Zulip Chat Archive
Stream: new members
Topic: Playing around with Finset (Finset Char)
Antoine Meyer (Mar 21 2025 at 18:30):
Hi,
Trying to learn some Lean by playing around with finite automata, I've been attempting to define finite sets (of, say, Char) as subsets of other finite sets. This seemed necessary to specify the initial and final states and the transition function of a finite automaton over some fixed alphabet and set of states.
Doing this involves cumbersome notation, in particular to write down small examples, because one has to prove that each element indeed belong to the enclosing finite set.
Here is a short excerpt of what I've come up with :
import Mathlib.Data.Finset.Basic
def Aabcd : Finset Char := {'a', 'b', 'c', 'd'}
-- attempt 1 : would be ideal, but fails with
-- failed to synthesize Singleton Char (Finset { x // x ∈ Aabcd })

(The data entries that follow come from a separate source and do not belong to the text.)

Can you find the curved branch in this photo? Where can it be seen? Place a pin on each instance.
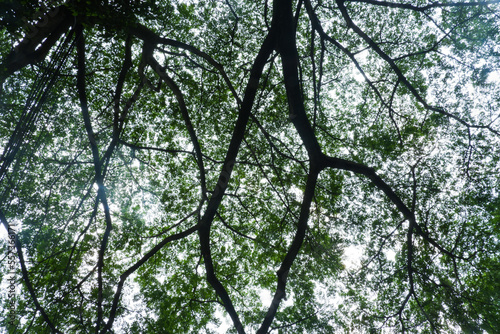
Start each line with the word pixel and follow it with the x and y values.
pixel 137 265
pixel 400 74
pixel 25 274
pixel 234 146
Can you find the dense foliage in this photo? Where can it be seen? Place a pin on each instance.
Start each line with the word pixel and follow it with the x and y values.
pixel 310 166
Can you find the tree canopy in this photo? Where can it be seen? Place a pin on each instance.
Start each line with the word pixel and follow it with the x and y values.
pixel 309 166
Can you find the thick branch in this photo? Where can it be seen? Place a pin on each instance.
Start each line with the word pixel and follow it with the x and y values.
pixel 137 265
pixel 234 146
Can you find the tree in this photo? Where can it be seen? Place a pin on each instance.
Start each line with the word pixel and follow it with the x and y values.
pixel 166 162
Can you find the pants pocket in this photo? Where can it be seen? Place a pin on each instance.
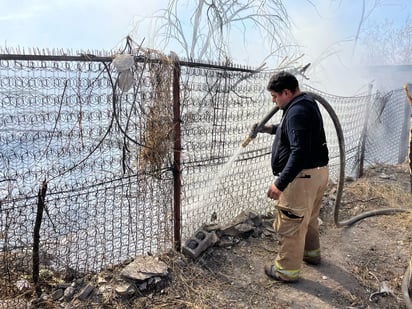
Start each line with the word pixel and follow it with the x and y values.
pixel 288 221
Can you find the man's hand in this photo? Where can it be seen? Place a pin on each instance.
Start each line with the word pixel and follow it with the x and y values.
pixel 273 192
pixel 256 129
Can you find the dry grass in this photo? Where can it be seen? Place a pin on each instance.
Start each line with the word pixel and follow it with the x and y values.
pixel 157 138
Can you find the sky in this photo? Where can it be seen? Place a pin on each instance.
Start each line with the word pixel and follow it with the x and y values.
pixel 325 29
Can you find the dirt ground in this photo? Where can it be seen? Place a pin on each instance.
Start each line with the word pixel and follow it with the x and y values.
pixel 362 265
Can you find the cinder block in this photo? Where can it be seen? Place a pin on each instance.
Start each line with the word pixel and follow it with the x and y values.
pixel 202 240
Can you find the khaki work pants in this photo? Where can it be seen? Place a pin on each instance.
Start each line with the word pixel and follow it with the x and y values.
pixel 297 216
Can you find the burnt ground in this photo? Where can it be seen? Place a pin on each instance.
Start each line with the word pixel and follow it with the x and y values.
pixel 362 265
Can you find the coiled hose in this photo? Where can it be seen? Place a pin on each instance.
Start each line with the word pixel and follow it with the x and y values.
pixel 386 211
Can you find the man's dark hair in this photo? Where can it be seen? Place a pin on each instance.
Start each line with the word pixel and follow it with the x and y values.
pixel 281 81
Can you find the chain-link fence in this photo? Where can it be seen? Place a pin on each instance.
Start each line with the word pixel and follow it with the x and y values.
pixel 127 161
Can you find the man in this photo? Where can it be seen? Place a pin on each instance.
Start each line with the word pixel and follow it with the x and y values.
pixel 299 160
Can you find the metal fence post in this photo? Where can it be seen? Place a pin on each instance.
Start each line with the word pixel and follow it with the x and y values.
pixel 176 154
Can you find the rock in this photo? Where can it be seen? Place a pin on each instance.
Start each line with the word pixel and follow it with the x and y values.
pixel 57 294
pixel 85 292
pixel 144 267
pixel 125 289
pixel 69 293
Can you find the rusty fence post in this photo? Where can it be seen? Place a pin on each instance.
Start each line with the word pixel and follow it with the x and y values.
pixel 177 148
pixel 409 98
pixel 36 236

-- failed to synthesize Insert Char (Finset { x // x ∈ Aabcd })
def Aac1 : Finset Aabcd := {'a', 'c'}
-- attempt 2 : ok but really cumbersome
def Aac2 : Finset Aabcd := {⟨'a', by decide⟩, ⟨'c', by decide⟩}
-- attempt 3 : fails with
-- failed to synthesize Singleton Char (Multiset { x // x ∈ Aabcd })
-- failed to synthesize Insert Char (Multiset { x // x ∈ Aabcd })
def Aac3 : Finset Aabcd := ⟨{'a', 'c'}, by decide⟩
-- attempt 4 : ok but possibly not very idiomatic...
def finset_cast (s : Finset α) {t : Finset α} (h : s ⊆ t) : Finset t :=
let f : s → t := fun ⟨x, hx⟩ => ⟨x, h hx⟩
let hf : (Multiset.map f s.val.attach).Nodup := by
apply Multiset.Nodup.map
. simp [Function.Injective, f]
. rw [Multiset.nodup_attach]
exact s.nodup
⟨s.val.attach.map f, hf⟩
def Aac4 : Finset Aabcd := finset_cast {'a', 'c'} (by decide)
Is there an elegant / idiomatic way to omit the (by decide) parts in these examples? Or ideally, to make the syntax in attempt 1 above trigger some kind of automatic coercion or dependent coercion? Or is the "Finset over a Finset" approach a really bad idea?
Thanks!
(PS : I've never really introduced myself here, is it something people still do, or has this channel been converted to a noob-questions channel?)
Bjørn Kjos-Hanssen (Mar 21 2025 at 21:12):
Instead of working with Char you could use Fin 4 and then Aac1 would be ({0,2} : Set (Fin 4)).
Or you could define a new type T containing elements a,b,c,d and then do {a,c} : Set T.
Char is not really a thing in mathematics so if we're doing mathematics it is probably best avoided.
Antoine Meyer (Mar 21 2025 at 22:41):
Thanks Bjørn. I’ll experiment with your suggestions using Fin and Set.
Still, I’d be curious to know about my original question, if only to learn about this kind of coercions.
To be honest I don’t really care that much about Char, it could be any arbitrary type. It’s just convenient to be able to use letters when working with automata (whether or not that can be considered real math).
Last updated: May 02 2025 at 03:31 UTC